The first serious outbreak, reported exclusively in The Independent, occurred in 2005 at Stoke Mandeville Hospital in Buckinghamshire, where 334 patients were infected with the new 027 strain, which produced 10 times more toxin than the familiar strain, and 33 died.

Hospital infections were already causing alarm thanks to the rise of MRSA, but no one had heard of C. diff before the Stoke Mandeville outbreak, and it catapulted the issue of hospital infections up the political agenda.

Eight days after The Independent’s report, Patricia Hewitt, the then Health Secretary, ordered an inquiry as surveys showed the public was more worried about contracting an infection in hospital than by the long waits to get there. Days before the inquiry report was published in July 2006, the chairman and chief executive of the trust in question resigned.

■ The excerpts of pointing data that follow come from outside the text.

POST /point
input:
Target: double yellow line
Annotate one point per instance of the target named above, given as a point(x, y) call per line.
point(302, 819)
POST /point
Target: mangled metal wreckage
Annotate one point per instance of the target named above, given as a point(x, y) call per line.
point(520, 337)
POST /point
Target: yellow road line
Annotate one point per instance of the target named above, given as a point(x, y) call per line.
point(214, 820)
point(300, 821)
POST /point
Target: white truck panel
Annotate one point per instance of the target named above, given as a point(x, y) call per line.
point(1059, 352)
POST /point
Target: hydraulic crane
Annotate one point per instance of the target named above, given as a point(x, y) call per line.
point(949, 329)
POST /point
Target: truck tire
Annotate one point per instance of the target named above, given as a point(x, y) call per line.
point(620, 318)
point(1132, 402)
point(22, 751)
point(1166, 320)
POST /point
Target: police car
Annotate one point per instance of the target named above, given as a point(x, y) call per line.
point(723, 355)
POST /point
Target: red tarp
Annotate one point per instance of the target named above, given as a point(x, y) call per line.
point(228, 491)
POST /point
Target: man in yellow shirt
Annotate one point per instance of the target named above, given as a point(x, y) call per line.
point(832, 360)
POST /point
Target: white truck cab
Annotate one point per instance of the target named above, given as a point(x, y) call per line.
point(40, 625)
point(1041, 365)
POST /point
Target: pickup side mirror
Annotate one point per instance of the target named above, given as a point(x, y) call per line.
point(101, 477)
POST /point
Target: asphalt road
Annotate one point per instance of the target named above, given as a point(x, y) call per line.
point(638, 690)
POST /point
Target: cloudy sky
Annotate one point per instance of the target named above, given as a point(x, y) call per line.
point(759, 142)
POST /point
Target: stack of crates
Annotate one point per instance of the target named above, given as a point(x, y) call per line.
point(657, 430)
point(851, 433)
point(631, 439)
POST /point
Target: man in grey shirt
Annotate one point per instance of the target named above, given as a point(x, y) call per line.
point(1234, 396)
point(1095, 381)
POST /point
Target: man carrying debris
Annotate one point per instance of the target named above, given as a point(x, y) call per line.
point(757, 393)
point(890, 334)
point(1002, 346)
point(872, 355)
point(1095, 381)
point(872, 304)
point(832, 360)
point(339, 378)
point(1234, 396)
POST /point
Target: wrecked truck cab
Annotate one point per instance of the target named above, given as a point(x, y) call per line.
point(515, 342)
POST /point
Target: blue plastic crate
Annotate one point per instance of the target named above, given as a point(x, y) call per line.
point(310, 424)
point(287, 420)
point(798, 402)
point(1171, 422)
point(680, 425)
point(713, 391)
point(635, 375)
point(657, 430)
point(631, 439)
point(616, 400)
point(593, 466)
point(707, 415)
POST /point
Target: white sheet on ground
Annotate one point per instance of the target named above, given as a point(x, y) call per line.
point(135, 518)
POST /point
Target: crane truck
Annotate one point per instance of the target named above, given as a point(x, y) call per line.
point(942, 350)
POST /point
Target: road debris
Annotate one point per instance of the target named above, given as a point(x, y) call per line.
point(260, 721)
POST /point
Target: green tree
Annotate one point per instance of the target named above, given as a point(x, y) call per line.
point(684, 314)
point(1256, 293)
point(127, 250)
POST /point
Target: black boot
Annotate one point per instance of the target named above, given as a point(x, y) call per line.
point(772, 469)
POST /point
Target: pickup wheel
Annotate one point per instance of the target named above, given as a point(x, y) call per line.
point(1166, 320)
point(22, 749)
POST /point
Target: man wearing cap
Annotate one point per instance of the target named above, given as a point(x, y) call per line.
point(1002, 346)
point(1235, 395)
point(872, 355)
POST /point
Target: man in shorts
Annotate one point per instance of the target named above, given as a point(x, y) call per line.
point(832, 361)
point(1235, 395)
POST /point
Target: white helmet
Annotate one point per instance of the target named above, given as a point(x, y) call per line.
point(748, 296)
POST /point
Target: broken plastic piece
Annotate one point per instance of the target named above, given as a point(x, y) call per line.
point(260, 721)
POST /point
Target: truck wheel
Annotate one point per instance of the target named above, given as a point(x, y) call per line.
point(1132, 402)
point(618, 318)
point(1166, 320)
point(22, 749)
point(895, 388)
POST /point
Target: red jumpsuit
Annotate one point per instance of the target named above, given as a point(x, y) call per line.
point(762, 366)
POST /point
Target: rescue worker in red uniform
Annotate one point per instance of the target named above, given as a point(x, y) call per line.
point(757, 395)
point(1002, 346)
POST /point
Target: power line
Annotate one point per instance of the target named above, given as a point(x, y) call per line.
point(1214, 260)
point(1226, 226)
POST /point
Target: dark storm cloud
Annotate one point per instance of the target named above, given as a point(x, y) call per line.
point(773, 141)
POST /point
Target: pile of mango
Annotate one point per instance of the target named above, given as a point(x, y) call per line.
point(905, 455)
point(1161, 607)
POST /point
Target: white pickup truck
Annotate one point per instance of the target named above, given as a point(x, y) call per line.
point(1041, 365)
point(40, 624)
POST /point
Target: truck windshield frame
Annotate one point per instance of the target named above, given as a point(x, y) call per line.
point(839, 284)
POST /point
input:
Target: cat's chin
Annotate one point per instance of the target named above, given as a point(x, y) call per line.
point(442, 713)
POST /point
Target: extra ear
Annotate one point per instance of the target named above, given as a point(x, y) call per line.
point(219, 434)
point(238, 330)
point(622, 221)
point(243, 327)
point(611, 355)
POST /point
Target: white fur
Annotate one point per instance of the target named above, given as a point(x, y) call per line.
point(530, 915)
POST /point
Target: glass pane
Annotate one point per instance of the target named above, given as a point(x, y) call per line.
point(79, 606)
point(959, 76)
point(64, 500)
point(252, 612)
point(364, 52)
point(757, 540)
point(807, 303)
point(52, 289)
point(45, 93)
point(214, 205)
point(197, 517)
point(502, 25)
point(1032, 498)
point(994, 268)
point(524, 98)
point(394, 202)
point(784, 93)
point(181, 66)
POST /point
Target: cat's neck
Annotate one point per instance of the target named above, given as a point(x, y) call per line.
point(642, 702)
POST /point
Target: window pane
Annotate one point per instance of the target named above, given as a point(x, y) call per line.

Outbreaks were subsequently reported at 15 other hospitals around the country. The worst affected trust was Maidstone and Tunbridge Wells in Kent, where in 2007 the Healthcare Commission concluded that the superbug caused 90 deaths and was a contributory factor in a further 255 in two-and-a-half years. The chief executive resigned.

Then, in 2008, the then Prime Minister Gordon Brown declared that reducing hospital infections was an “absolute priority” and ordered a programme of deep cleaning for hospitals and screening for all patients on admission.

Infections with C. diff and MRSA have since fallen, as the political focus on the superbugs increased awareness of the risks among hospital staff and patients. Alcohol hand rub dispensers are now ubiquitous on wards and hospital visitors are encouraged to use them. But they are still not used enough.

Hand-washing is the best defence we have against transmitting these bugs – those who fail to do it reliably and thoroughly carry death on their hands.